Call me Mr.Tinkertrain
hi guys .im getting set up to start buildin.:thumb: and i was just wonderin if any one knew a site where i could get blue prints on all the different steel mill buildins. if not it no biggie.it would be a little easier having a referance im used too (im an engineer for G.E).so thanks to every one .the gauge is now my #1 info center.
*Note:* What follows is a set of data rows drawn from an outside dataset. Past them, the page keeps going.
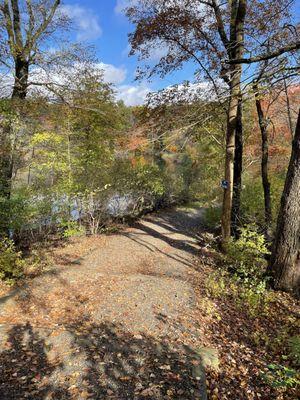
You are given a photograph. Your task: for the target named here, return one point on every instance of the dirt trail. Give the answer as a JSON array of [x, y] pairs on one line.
[[115, 323]]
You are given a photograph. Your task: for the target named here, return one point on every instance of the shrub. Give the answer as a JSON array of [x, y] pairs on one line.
[[246, 256], [294, 349], [71, 229], [244, 278], [11, 263]]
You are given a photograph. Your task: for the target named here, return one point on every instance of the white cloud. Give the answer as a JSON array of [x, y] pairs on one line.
[[122, 4], [85, 19], [133, 95], [113, 74]]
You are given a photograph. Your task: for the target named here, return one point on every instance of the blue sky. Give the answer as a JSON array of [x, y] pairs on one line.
[[102, 23]]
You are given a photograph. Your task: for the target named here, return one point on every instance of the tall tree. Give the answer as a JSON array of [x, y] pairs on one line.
[[25, 36], [285, 259], [215, 35]]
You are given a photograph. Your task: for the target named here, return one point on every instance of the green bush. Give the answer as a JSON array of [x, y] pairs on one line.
[[294, 349], [246, 256], [71, 229], [244, 277], [11, 263]]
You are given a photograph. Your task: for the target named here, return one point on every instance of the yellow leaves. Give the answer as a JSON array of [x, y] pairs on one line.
[[45, 137]]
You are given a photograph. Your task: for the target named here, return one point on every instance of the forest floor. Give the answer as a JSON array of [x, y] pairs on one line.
[[126, 316]]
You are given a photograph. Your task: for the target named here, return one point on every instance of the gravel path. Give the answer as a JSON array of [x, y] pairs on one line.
[[114, 323]]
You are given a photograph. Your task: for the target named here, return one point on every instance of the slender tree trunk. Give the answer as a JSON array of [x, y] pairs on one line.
[[288, 106], [238, 169], [21, 78], [235, 50], [263, 125], [229, 160], [284, 264]]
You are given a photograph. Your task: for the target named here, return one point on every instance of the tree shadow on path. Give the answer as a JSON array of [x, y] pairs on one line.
[[110, 364]]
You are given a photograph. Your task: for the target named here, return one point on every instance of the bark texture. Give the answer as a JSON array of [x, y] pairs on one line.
[[284, 264], [235, 50], [263, 125], [238, 169]]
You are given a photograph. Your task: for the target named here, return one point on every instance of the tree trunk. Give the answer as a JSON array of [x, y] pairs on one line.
[[235, 49], [284, 264], [21, 78], [238, 169], [6, 174], [263, 125], [288, 106], [229, 160]]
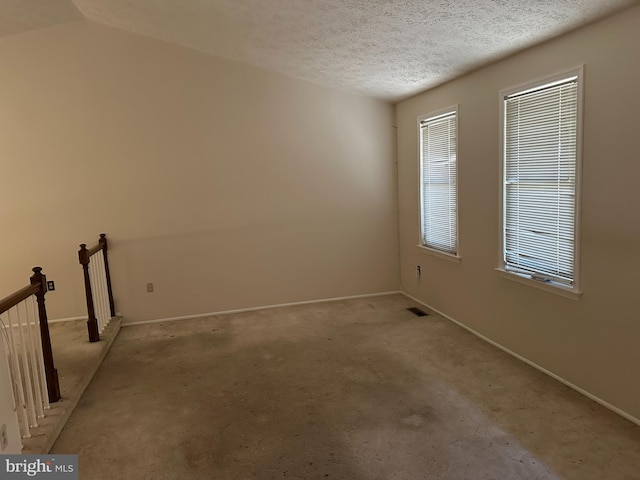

P.S This is the greatest hobby ever!!!!!!!!!!!!!!!!!:wave:
 

bigsteel

Call me Mr.Tinkertrain
i dont know much about that job union hooknlad but i do know i need more helpsign1
ive built the walthers coke furnace kit and am weathering it now (i like to finish things one by one)but i still could use maybe some blue prints or pics of a BOF since i might detail the inside since its open anyway.and if its possible have all the pics come from the same company for matching.so far ive bought a walthers blast furnace,coke oven,and the rolling mill .but the rolling mill im cutting in half and using it for a backdrop building with the crane to lift coils into gondolas.im going to scratch build quite a few buildings like the power house/blower house, ore crane,and any other buildings i dont know about.see ya later.
 

CRed

Member
I could have helped you out about 15-20 years or so ago before they tore down the ol' Minnesota Steel Plant here in Duluth.As kids we used to sneak in and explore it,it was menacing to say the least.

It was kinda eerie going through buildings that most of my family may have worked in at one time or another.

Chris
 

CRed

Member
blast.1.jpg
uss-photo1-small.jpg


Not the best pictures,but better then nothing.
 

Illus

Member
IMG%5D
Heres a pic of our BOF at Rouge (Severstal now)
Arrrrggghhh Why don't all VB powered forums work the same?!?!?For some reason, I can't get the pic to post from Photobucket, here's a link.
Rouge_BOF.jpg

Rouge Steel BOF


IMG%5D
 

bigsteel

Call me Mr.Tinkertrain
thanks for the pics guys i just printed them out and am now looking for the iside pics because the BOF i have is open at the base and i want a semi detailed interior.ive got a basic drawing of how ill build it.so tks.:thumb:got 2 go
 

bigsteel

Call me Mr.Tinkertrain
hey guys gotta make this short.i need interior pics of either a real bof or ho scale and any detail pics of different buildins like therolling mill.oh and how does the finished coils get from the mill to a strage yard then to gondolas.thes are some of many questions to come tks.
 

CRed

Member
Illus said:
Not at all, I just can't figure out why it wouldn't link for me...

When you hit post reply,above the window is an option to insert a picture(looks like a post card),when you hit that a box will pop up for you to put the URL of the picture you want to post.Just put the URL into it and submit reply.